El régimen jurídico de la nacionalidad está descrito no sólo en los arts. 17 y ss. del Código Civil: sus bases constitucionales han quedado blindadas en el art. 11 CE. Es cierto que su párrafo 2 establece claramente que “ningún español de origen podrá ser privado de su nacionalidad” (a menos que renuncie a ella voluntariamente, se sobreentiende). Y cierto también que este régimen jurídico quedó establecido para la hipótesis de una vigencia normalizada de la Constitución, con la intención de conjurar y proscribir la anterior práctica franquista de desposeer de su nacionalidad a quienes la dictadura considerase “malos españoles” (ya fuera por decreto gubernativo, ya fuera por sentencia judicial), convirtiéndoles así en apátridas carentes de vinculación -y, por supuesto, de derechos- con el Estado y con España. Para prohibir que eso pasara, se consagró esa cláusula en la Constitución. No como previsión de un supuesto más que improbable sino entonces inimaginable: una “declaración de independencia” que comprendiese un territorio y sus habitantes dentro.

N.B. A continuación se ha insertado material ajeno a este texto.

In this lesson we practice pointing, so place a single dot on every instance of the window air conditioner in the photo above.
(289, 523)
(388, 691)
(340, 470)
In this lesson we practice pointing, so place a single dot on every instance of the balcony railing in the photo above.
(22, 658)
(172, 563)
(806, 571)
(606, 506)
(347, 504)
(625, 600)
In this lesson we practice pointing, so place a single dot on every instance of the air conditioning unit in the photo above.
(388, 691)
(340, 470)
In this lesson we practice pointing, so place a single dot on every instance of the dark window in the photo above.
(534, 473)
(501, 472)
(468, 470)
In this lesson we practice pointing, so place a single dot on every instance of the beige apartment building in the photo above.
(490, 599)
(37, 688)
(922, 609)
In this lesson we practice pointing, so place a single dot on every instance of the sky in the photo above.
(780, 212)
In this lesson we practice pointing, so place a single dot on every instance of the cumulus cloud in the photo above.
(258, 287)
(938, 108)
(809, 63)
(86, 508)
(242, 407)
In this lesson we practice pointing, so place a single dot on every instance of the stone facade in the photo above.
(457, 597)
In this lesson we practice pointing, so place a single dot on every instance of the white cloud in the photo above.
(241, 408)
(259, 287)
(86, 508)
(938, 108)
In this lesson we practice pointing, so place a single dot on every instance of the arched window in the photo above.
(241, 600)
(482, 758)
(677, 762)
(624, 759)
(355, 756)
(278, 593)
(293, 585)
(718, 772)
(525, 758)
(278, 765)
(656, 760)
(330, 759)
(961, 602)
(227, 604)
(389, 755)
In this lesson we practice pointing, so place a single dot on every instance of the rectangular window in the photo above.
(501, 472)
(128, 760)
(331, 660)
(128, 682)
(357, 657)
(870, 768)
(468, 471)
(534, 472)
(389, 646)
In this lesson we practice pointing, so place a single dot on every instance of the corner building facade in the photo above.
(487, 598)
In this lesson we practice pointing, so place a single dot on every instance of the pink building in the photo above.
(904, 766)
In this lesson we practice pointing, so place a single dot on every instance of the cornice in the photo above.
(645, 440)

Como ha señalado el profesor Roberto Blanco Valdés, ante esa hipótesis demenciada poco puede decir la Constitución en vigor. Sólo cabe colegir que quienes optaran por esa nueva nacionalidad “catalana” excluyente de la española estarían, por un lado, renunciando expresamente a la ciudadanía española y a la ciudadanía europea (puesto que la ciudadanía catalana ya es compatible con la ciudadanía española y con la ciudadanía europea). Y que, como obviamente no existe ningún “tratado” de “doble nacionalidad” española y catalana hoy en vigor ni en previsión, la adquisición de esa hipotética “nacionalidad catalana” excluiría ipso facto la española y la europea.
La conclusión es obvia: esa hipotética “nacionalidad catalana” incompatible con la española y la europea es divisoria y rompedora: fractura a la sociedad catalana y a los ciudadanos/as de Cataluña individualmente considerados, obligándoles a escindirse en lo que hasta ahora son sus identidades múltiples, y compatibles.
El independentismo aboca a un callejón sin salida. Pero sus argumentos jurídicos son un bucle de contradicciones tan gruesas como los que separan a CiU y ERC, formaciones ambas componentes, mal avenidas entre sí, de esa plataforma conceptual, políticamente fraudulenta, que electoralmente ha dado en llamarse “Junts pel Si”.